I had a call from BlackRat yesterday with news of recent US chicanery when it comes to dealing with people they might not like. He posted a story about a freelance reporter being arrested at US airports and sent packing if they didn’t have a visa – and there are more reports below from both sides of the Atlantic.
Basically, you could be arrested, thrown in a cell, body searched and deported if you don’t have the visa journalists must have if they travel to the US. Since the new Department of Homeland Security (DHS) took over the duties of the immigration and naturalization service, their officials decided to revive a visa requirement, dormant since 1952, that required journalists to apply for a special visa, known as an I-visa, when visiting the United States for professional reasons. This visa requirement also applied to so-called “friendly nations” – 27 countries whose citizens do not have to apply for a visa in order to visit the US for personal reasons.
The Guardian reports the decision to restart the visa requirement is so little known that most foreign (and American) journalists have no idea it even exists. As a result, last year 15 journalists from “friendly nations” (Britian, Australia and others) were deported from the US. 12 of those deportations occurred at Los Angeles International Airport.
The US Embassy in London has a slew of visa information on its web site but to be honest, you might be better off phoning them to get more information if you have the occupation “Writer” on your passport.
Oh, I’ve also discovered that US officials read these blogs and can take umbrage at what they see as the merest slight on Their Way of Doing Things. We must behave!
More on Journalist Arrests and Prohibitions:
The Guardian, 5 June 2003 (registration required). When writer Elena Lappin flew to LA, she dreamed of a sunkissed, laid-back city. But that was before airport officials decided to detain her as a threat to security …

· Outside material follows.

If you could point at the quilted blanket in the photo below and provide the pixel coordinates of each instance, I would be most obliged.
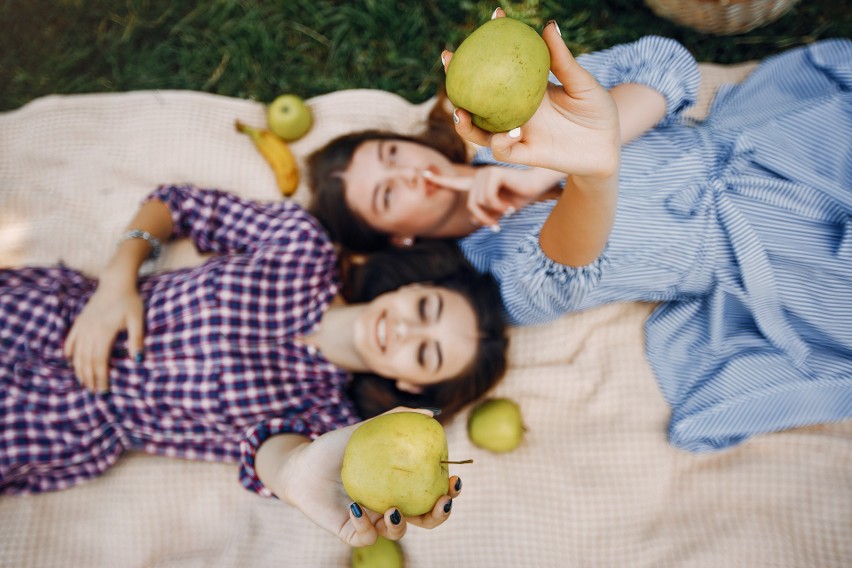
(594, 483)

The Christian Science Monitor 8 June. An American take on the situation by Tom Regan. He reveals “In each of these cases [of arrest and deportation], the journalists had no right to see a lawyer, no right to call their local consulate, and no right to appeal (these rules come courtesy of antiterrorism measures passed in 1996 and 2001). And the growing international outcry seems only to embolden the Immigration and Customs agents who are keeping the United States safe from celebrity hacks and technology journalists. ‘A customs officer … chose to make me sweat and to threaten me with deportation, even though I have a valid journalist’s visa that does not expire for another two years,’ wrote Andrew Gumbel, a correspondent of The Independent [who works for the paper in Los Angeles], in late July [of 2003]. ‘A visa is not a guarantee of entry,’ he told me. ‘We’ve been deporting quite a few British journalists recently.’